Protecting patient data today requires more than just a solid data governance policy. It requires business intelligence tools that make data security a prime concern, and implements strategies like extensible security. In this article, we will explore key privacy and security considerations in healthcare BI, and how they ultimately protect patient data.

The key types of patient data used in healthcare, and how they can also be used in BI contexts

Every time patients interact with your organization, they leave data behind. This falls into three broad categories:

• Actual medical data, such as diagnoses, case notes, lists of medications taken or prescribed, allergies and vulnerabilities. Though useful in a BI context for everything from market segmentation to demand prediction, this data is very personal and sensitive.
• Administrative data, such as appointments, waiting lists and interest in particular services. BI tools can often draw insights about both individuals and categories of patients from this data, but it is also considered to be confidential.
• Demographic data, such as name, address and contact details. This data can be useful in a BI context by grouping patients into age classes, physical locations or other factors to draw insights into their care and commercial behavior.
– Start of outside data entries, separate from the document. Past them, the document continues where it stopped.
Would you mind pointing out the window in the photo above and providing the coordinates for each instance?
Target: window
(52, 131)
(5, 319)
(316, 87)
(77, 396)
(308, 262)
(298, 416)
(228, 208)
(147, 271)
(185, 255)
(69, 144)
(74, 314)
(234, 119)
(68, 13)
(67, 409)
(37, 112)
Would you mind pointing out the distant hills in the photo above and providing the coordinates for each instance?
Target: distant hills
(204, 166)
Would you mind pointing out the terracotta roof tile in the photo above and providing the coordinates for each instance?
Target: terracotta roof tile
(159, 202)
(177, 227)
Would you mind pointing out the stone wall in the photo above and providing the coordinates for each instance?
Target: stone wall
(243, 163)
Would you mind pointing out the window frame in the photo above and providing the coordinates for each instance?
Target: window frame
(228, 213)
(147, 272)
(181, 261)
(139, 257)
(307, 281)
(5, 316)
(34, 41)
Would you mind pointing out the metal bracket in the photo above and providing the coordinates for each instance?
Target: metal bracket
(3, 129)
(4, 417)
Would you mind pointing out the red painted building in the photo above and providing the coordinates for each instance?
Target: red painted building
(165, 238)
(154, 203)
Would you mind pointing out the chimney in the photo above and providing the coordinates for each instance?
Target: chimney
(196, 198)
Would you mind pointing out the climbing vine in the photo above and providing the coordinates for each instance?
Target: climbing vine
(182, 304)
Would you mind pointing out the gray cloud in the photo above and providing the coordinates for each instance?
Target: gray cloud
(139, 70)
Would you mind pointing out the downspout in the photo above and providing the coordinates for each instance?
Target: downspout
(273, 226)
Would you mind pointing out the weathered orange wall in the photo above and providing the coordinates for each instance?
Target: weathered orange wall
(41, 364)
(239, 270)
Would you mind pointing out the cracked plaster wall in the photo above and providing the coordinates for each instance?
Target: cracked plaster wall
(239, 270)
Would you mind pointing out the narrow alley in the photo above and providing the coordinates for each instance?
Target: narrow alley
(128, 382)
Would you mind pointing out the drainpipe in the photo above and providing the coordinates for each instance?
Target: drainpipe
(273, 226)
Demographic data is not considered confidential in and of itself, but it can ‘leak’ confidential information, such as when an address is that of a dementia care home.

No matter what type of patient information your business intelligence tool makes use of, you need to be sure your data governance policy protects it adequately.

Using extensible security principles to minimize risks to patient data privacy and security

Extensible security policies are a key part of modern data governance, and are especially useful when attempting to limit risk when using business intelligence tools. Chief among these risks are record disclosure via cyber-attack, data breaches and employee negligence.

Extensible data Security (XDS) allows a tool’s developers to supplement traditional role-based security policies, further restricting access to sensitive patient records by applying filters. Such extra protection is vital in a BI context, where tools will access data on-premises, in the cloud and via hybrid approaches. Traditional measures protect user and data center endpoints, but do a poor job of protecting data used by and stored in cloud-native BI tools and processes.

Practical guidance for healthcare organizations to implement effective privacy and security measures

Many of our clients will be primarily concerned with compliance to all HIPAA standards here, using security techniques like encryption, access control and staff training. HIPAA (and alternative regulatory schemes like the GDPR) do not mandate specific security technologies or techniques. They focus on the end result – denying unauthorized access to the information and restricting it to authorized types of use.

Ensuring that your business intelligence tools are compliant with regulations is your responsibility. However, data governance does happen to be one of our specialties. We can help.

Emerging technologies and trends in healthcare BI to protect patient data

Healthcare data breaches through hacking and accidental exposure are still on the rise, as are ransomware attacks. Ponemon tells us that more and more of these attacks are coming through the IoT route. As the use of managed and/or hosted services increases, especially for BI tools, there is an ever-greater need for appropriate security policies.

If you would like advice or support in applying the latest extensible security principles to your BI functions, we can help with that too. 

Conclusion

SaaS and cloud-based business intelligence tools are more and more a part of the medical industry’s repertoire, but they make use of very confidential patient data. All too often this data is not protected as well in the hosted environment as it is in on-site storage. Extensible security and other principles must be applied in order to protect your patents from exposure, and to protect your organization from the consequences of non-compliance.